As it seems that U.S. military intervention is on the horizon, experts are reviewing the putative plans to fire cruise missiles at Syrian military installations (plans that were leaked to a number of news organizations).
However, as Foreign Policy noted, the efficacy of such surgical strikes is very much in question. It's unclear, too, what such strikes have as an end goal -- a strategic objective of ousting Assad's regime has remained conspicuously absent from U.S. condemnations of Syrian army actions. The aim, more likely, is simply to punish Assad for the use of chemical weapons and dissuade future use; it's unclear whether surgical missile strikes would have this effect. The very architect of a strike plan for Syria told FP:
A former U.S. Navy planner responsible for outlining an influential and highly-detailed proposal for surgical strikes tells The Cable he has serious misgivings about the plan. He says too much faith is being put into the effectiveness of surgical strikes on Assad's forces with little discussion of what wider goals such attacks are supposed to achieve.
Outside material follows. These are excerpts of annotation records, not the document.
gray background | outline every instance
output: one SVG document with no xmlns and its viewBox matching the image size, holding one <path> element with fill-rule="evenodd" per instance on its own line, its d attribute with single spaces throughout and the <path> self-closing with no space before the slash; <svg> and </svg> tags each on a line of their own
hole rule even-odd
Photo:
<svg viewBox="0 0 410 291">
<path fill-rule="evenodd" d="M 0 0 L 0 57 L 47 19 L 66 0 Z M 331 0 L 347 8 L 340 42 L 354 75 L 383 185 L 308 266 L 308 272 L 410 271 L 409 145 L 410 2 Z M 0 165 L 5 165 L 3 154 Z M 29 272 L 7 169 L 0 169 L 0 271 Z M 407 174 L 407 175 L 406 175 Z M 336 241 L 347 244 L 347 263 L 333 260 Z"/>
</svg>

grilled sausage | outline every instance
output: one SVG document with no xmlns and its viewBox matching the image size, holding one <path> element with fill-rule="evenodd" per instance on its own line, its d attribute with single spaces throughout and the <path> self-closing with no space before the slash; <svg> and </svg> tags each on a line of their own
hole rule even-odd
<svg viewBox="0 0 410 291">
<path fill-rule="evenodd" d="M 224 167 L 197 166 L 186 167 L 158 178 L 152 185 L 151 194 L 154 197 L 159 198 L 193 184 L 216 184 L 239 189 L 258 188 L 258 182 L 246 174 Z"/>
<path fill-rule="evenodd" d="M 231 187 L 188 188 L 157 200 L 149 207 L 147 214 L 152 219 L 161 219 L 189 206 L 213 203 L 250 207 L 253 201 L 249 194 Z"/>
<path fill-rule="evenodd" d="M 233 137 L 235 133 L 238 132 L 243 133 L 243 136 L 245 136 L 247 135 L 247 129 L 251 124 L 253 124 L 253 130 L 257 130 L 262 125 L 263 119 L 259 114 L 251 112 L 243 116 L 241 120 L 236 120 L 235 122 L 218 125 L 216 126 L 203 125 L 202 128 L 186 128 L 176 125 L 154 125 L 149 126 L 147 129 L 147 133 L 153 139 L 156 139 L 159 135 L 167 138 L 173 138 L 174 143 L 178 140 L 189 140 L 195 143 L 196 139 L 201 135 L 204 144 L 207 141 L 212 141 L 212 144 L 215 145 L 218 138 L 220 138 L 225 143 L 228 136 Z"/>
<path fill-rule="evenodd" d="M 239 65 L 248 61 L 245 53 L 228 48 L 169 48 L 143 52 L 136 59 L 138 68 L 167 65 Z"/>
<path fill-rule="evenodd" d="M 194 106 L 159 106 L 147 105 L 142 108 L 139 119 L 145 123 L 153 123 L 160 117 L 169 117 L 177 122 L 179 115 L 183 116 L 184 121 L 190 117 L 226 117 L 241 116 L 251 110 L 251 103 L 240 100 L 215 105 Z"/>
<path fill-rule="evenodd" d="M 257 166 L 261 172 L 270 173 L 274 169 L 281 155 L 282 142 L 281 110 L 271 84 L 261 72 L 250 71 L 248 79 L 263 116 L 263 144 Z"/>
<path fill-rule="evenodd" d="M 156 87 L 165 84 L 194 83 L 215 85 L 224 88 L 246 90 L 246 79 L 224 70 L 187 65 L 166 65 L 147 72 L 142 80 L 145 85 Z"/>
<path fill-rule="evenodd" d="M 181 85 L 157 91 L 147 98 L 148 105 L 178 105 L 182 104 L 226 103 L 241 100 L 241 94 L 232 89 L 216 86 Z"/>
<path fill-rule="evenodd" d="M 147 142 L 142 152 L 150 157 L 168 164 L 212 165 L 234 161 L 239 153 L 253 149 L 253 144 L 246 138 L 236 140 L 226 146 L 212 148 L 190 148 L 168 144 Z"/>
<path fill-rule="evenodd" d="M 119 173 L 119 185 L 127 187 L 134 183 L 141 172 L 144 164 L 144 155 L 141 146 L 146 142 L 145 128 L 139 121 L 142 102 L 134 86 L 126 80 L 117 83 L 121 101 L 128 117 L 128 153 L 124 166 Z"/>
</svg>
"Tactical actions in the absence of strategic objectives is usually pointless and often counterproductive," Chris Harmer, a senior naval analyst at the Institute for the Study of War, said. "I never intended my analysis of a cruise missile strike option to be advocacy even though some people took it as that."
"I made it clear that this is a low cost option, but the broader issue is that low cost options don't do any good unless they are tied to strategic priorities and objectives," he added. "Any ship officer can launch 30 or 40 Tomahawks. It's not difficult. The difficulty is explaining to strategic planners how this advances U.S. interests."